TV: I, Gaius

He thinks with his penis, is obsessed with a memory (or brain implant) and almost destroyed humanity. What’s not to love?

Mark Holcomb


Ever since my girlfriend—call her Four (don't ask)—found her place among the Battlestar Galactica faithful, she's developed a tic. Whenever Gaius Baltar appears, she shifts in her seat and mumbles a snide comment or two under her breath. If the good (bad) doctor does or says something more grovelingly self-preserving or condescendingly self-inflating than usual, she'll even yell at the television screen. "C--ksucker!" is usually her invective of choice (we also watched Deadwood together).

This isn't customary behavior for the lovely Four. She's no shrinking violet, but before I came on the scene, she barely acknowledged the little 9-inch box she'd cabled into a shadowy corner of her living room to watch The Daily Show. (We've since upgraded. Romance blooms in funny ways, as Gaius would attest.)

It took a few worked-up conversations for me to understand the depth of her animosity toward Gaius, but once I got it, I began to connect some dots. Women—at least the ones I know who are BSG fans—generally loathe him. To Four, he's every fey, narcissistic jerk she ever dated before crossing paths with yours truly; to a friend who e-mails me after every episode, he's the show's uncontested villain—and a lachrymose one at that. (Even sci-fi icon Harlan Ellison, who's no slouch at showy self-absorption himself and certainly nobody's idea of a woman, opened a recent interview with Galactica creator/"re-imaginer" Ronald D. Moore by asking, "Will there be an episode where Dr. Gaius Baltar doesn't whine or cry?") Another female friend takes a pee break whenever Baltar turns up; she literally can't stand the sight of him.

To these women—and, I suspect, many others—Gaius is the very picture of arrogant, unctuous male duplicity who, by virtue of thinking with his dick, brought about the near-annihilation of the human race and, thanks to his equivocative acumen, got off pretty much scot-free.

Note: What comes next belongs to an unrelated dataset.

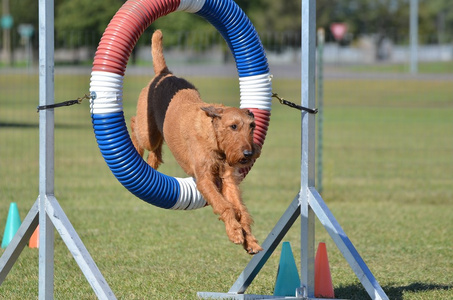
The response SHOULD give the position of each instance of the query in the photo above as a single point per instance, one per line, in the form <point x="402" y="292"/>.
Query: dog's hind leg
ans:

Fair enough, but who hasn't been there?

That is, what man can't relate to Gaius' apocalyptic capacity for delusional self-aggrandizement, or at least his cosmically scaled ability to cover his ass? What commitment-averse lothario hasn't carried an impossibly pulchritudinous image of the perfect female around in his head since the first ugly throes of puberty?

Maybe I'm anything but the nice guy Four believes I am, but Gaius' moral flabbiness, unwillingness (or, more likely, inability) to reckon with the havoc wreaked by his lack of genuine self-awareness and puppyish enthrallment to controlling women all make perfect sense to me (Four notwithstanding on that last point). And his utter confidence in his craftiness to carry him through any situation—as well as conveniently around the truth—should be familiar to any man. As Four puts it, males tend to overvalue their abilities to the same degree that women undervalue theirs, and Battlestar Galactica's brutally honest grasp of this dovetails beautifully with its radical, take-no-prisoners approach to feminism.

That's just one function Gaius serves on BSG. The character also provides a showcase for James Callis, a versatile, wondrously schizoid actor previously relegated to second-tier British miniseries and—gods help us—the Bridget Jones movies; his scenes are guaranteed mood-lifters in even the weakest episodes. (Ironically, his predecessor in the role, John Colicos, was the best thing about Battlestar Ponderosica, the pimple-brained template for the current show.)

Gaius turns the sci-fi-movie trope of the savior-scientist soundly on its head, as well; about the only thing this all-purpose genius is intent on saving is his own hide. He also serves as BSG's self-righteousness safety valve: Whenever the temptation to view its Cylons as bloodthirsty machines—and, conversely, its humans as flawed but basically decent heroes—becomes overwhelming, he reminds us that not all soulless machines are hatched in goo-filled Jacuzzis on space-bound greenhouses.

And yet, as the Cylons try to suss out the combination Christian heaven/Buddhist hell that comprises their existence, and the humans work mightily to find a way out of their self-inflicted purgatory, it's Gaius alone who fully engages what the one species can't achieve and the other can't master, but which preoccupies both—love. He's easily the series' most counterintuitively sympathetic figure, then, and thus its most unequivocally human one. I think even Four might concede that much, but maybe not.

Regardless, it's clear that if Gaius Baltar didn't exist within the universe of Battlestar Galactica, it'd be necessary to invent him. And we know where that leads.